Ruling Afghanistan with a Nazi-inspired Racial Purity

The modern history of war in Afghanistan dates from July 17, 1973, when then King Zahir Shah's government demolished the Christian church in Kabul. The church, built at the request of U.S. president Dwight Eisenhower, who had built a mosque for Muslim diplomats in Washington, was possibly the only Christian church in Afghanistan at the time.

One member of the congregation of that church told the mayor of Kabul that if his government knocked down the church, God would overthrow the Afghan government and, sure enough, on the evening of July 17 a coup took place that removed Zahir Shah from power.
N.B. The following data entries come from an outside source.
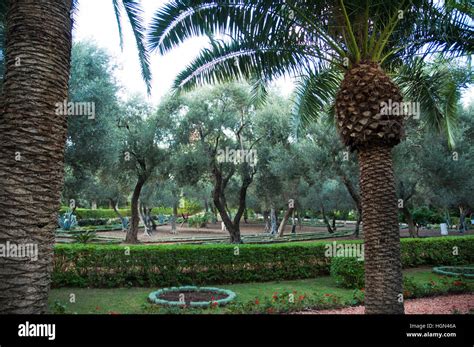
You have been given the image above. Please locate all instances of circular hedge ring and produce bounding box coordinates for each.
[432,266,474,278]
[148,286,237,308]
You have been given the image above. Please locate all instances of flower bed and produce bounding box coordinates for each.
[148,286,236,308]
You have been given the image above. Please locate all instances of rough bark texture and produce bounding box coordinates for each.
[358,146,404,314]
[277,206,294,237]
[0,0,73,313]
[125,177,145,243]
[335,61,404,151]
[402,206,416,237]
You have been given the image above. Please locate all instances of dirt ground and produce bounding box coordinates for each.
[98,222,333,242]
[96,221,473,243]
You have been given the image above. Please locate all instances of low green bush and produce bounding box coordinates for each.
[52,235,474,288]
[411,206,444,225]
[330,257,365,289]
[59,207,131,220]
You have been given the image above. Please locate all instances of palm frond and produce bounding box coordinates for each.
[112,0,124,50]
[149,0,306,55]
[113,0,152,94]
[394,57,470,148]
[292,68,342,138]
[173,37,320,91]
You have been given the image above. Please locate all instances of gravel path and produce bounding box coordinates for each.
[300,294,474,314]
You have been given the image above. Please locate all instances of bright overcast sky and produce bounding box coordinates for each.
[73,0,472,106]
[72,0,293,105]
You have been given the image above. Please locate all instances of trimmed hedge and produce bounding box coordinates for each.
[52,235,474,288]
[330,258,365,289]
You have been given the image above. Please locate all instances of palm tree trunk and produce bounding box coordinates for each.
[358,146,404,314]
[0,0,73,313]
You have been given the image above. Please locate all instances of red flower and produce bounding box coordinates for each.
[298,295,305,301]
[211,301,219,307]
[324,293,331,297]
[267,308,274,314]
[360,288,365,292]
[255,299,260,305]
[453,280,463,286]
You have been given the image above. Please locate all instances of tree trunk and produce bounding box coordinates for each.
[171,202,178,234]
[321,205,334,233]
[110,198,127,231]
[210,203,218,223]
[263,210,270,233]
[338,169,362,237]
[298,210,303,230]
[458,206,467,233]
[358,146,404,314]
[402,206,416,237]
[211,163,252,244]
[270,208,278,234]
[125,177,145,243]
[277,206,294,237]
[0,0,73,314]
[147,207,157,233]
[354,212,362,238]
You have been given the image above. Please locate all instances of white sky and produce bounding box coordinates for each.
[73,0,473,106]
[72,0,293,104]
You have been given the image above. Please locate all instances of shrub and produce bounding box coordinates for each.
[188,214,209,228]
[330,257,365,289]
[72,230,97,244]
[411,206,444,225]
[52,235,474,288]
[77,218,109,227]
[59,206,202,221]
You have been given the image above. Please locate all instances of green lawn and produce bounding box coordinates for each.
[48,267,474,314]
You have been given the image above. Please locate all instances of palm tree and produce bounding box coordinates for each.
[0,0,150,314]
[148,0,473,314]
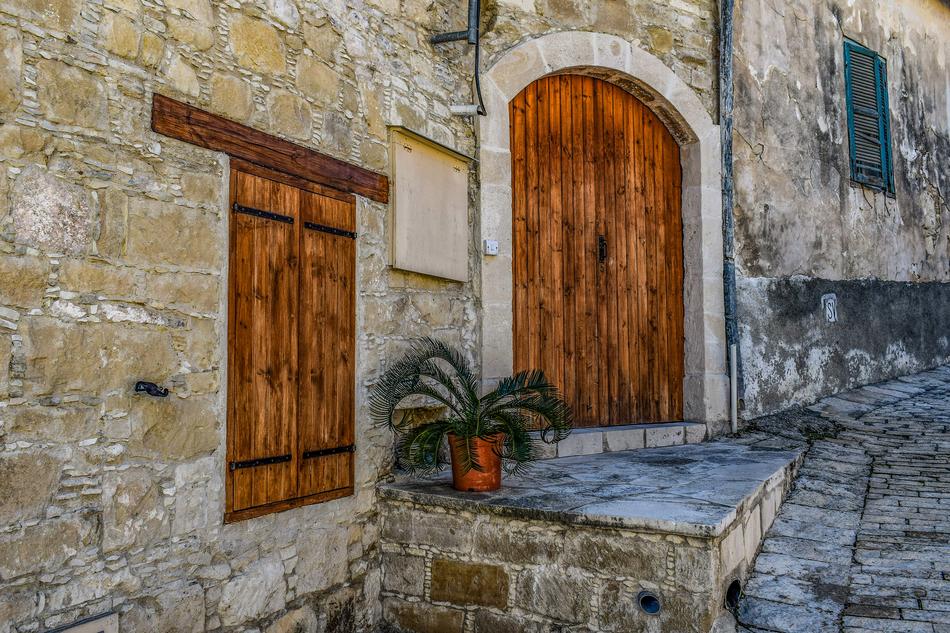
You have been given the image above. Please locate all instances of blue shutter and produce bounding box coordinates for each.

Now, the U.S. government seems to be counting on the former king to rally Afghanistan's many ethnic factions to create a new government. We are told Afghanistan has a traditional institution called the "loya jirga" - a grand council where all tribes are represented - that can be used to fashion a consensus, and that the former king is a man around whom all Afghans can rally. But is this information correct?

According to Nicholas Cullather, a history prof at Indiana University, it is not.
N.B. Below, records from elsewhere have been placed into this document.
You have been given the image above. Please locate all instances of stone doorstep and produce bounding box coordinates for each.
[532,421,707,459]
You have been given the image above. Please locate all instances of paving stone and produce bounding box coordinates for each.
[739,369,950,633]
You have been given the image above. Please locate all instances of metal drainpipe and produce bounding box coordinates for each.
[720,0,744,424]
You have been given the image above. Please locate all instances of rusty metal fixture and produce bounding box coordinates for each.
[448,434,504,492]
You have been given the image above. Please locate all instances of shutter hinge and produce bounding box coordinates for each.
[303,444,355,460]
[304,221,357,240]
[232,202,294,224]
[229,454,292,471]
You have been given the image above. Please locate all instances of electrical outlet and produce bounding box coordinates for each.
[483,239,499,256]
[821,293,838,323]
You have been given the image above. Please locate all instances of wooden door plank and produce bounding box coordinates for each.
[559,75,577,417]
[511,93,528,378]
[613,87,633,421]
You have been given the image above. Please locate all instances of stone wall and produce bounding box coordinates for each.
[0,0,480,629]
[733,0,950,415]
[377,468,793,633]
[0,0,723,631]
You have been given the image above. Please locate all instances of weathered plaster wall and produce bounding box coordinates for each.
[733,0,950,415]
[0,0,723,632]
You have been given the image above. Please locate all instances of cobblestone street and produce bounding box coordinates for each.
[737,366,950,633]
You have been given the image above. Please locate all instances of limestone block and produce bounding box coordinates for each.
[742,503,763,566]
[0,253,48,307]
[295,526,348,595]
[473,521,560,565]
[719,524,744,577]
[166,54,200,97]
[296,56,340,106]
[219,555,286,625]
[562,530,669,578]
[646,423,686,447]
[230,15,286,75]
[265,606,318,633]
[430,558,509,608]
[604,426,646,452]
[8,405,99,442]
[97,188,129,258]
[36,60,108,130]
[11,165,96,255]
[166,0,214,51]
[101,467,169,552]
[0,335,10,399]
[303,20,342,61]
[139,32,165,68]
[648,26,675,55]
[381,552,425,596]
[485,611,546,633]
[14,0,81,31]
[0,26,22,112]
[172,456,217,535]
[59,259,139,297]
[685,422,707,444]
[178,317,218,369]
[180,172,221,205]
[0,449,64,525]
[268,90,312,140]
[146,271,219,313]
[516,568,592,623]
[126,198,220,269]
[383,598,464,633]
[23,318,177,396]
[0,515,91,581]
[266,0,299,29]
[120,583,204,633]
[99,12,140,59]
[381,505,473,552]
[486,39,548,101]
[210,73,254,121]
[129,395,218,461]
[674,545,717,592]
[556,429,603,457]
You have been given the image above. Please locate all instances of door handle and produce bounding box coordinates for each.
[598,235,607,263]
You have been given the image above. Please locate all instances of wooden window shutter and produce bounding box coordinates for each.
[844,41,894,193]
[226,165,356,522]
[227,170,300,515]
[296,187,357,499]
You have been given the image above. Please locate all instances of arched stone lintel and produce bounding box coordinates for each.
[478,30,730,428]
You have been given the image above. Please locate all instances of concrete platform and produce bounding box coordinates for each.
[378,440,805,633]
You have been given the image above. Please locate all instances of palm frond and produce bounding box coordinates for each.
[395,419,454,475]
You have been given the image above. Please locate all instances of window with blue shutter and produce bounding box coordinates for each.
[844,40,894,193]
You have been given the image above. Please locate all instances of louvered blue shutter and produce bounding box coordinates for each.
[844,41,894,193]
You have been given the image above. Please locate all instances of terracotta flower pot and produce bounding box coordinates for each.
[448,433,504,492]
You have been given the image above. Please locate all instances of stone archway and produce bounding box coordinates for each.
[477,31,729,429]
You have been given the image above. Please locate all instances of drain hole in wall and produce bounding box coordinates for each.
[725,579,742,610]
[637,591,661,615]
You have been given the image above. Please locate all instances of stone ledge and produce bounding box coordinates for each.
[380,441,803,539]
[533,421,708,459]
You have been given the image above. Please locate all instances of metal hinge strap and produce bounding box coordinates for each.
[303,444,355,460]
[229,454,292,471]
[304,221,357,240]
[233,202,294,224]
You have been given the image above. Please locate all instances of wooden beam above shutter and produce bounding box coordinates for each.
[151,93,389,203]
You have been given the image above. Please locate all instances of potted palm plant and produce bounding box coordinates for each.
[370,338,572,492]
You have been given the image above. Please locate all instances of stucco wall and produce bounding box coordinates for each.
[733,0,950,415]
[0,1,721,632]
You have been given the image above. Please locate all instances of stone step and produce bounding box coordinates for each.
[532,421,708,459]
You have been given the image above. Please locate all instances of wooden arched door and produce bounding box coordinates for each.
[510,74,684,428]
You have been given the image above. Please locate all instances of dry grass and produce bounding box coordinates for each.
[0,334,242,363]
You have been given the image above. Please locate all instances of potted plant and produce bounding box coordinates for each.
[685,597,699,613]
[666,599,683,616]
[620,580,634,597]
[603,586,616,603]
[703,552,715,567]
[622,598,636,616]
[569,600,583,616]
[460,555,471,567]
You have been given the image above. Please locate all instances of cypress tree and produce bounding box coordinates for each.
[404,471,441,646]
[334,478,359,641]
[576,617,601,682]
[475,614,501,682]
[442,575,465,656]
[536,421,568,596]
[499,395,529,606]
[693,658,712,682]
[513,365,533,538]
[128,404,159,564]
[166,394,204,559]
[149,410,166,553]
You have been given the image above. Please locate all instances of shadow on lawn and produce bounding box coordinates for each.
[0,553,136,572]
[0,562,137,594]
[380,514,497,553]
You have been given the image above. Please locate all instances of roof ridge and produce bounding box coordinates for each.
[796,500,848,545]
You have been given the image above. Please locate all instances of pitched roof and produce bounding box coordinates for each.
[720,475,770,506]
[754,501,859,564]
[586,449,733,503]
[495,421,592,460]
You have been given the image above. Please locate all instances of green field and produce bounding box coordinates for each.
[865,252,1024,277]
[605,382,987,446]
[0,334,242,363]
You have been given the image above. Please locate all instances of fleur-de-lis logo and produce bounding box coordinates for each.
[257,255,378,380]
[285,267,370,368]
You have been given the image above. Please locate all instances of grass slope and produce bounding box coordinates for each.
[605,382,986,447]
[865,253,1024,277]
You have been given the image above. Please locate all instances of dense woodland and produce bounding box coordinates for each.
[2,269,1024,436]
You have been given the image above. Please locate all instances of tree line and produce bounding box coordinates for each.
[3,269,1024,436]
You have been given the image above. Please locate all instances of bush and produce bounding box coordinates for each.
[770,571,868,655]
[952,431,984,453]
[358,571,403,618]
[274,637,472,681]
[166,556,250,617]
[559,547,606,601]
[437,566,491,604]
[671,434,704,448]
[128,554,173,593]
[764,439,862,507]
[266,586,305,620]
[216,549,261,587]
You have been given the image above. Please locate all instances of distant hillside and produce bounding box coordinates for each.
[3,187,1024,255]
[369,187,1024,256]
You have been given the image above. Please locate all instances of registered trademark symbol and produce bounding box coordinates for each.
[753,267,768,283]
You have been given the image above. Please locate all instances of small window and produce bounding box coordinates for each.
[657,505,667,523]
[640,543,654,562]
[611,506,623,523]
Writing in an article distributed by Scripps Howard News Service, Prof. Cullather says that both the borders and the institutions of Afghanistan were invented by the great powers of the 19th century to place a buffer state between Russia and the British Empire.

[A]fghanistan is a slap-dash nation, a "purely accidental geographic unit" according to Lord Curzon, the 19th century British viceroy who put the finishing touches on drawing the country's borders....

The shape of the monarchy and the country are both products of British imperial strategy. To keep tribal feuds from drawing Russia into South Asia, the Raj (British India) consolidated its frontier along the Durand Line, today the 1,200 mile boundary between Afghanistan and Pakistan....a mountain wall easily held and defended at key passes.

Prof. Cullather says the border cut the Pashtun people in half.

Britain could deploy its own Pashtun armies, the "assured clans," against Pashtuns on the Afghan side, thereby keeping Kabul in friendly hands. The king's clan, the Mohammadzai, was such a force.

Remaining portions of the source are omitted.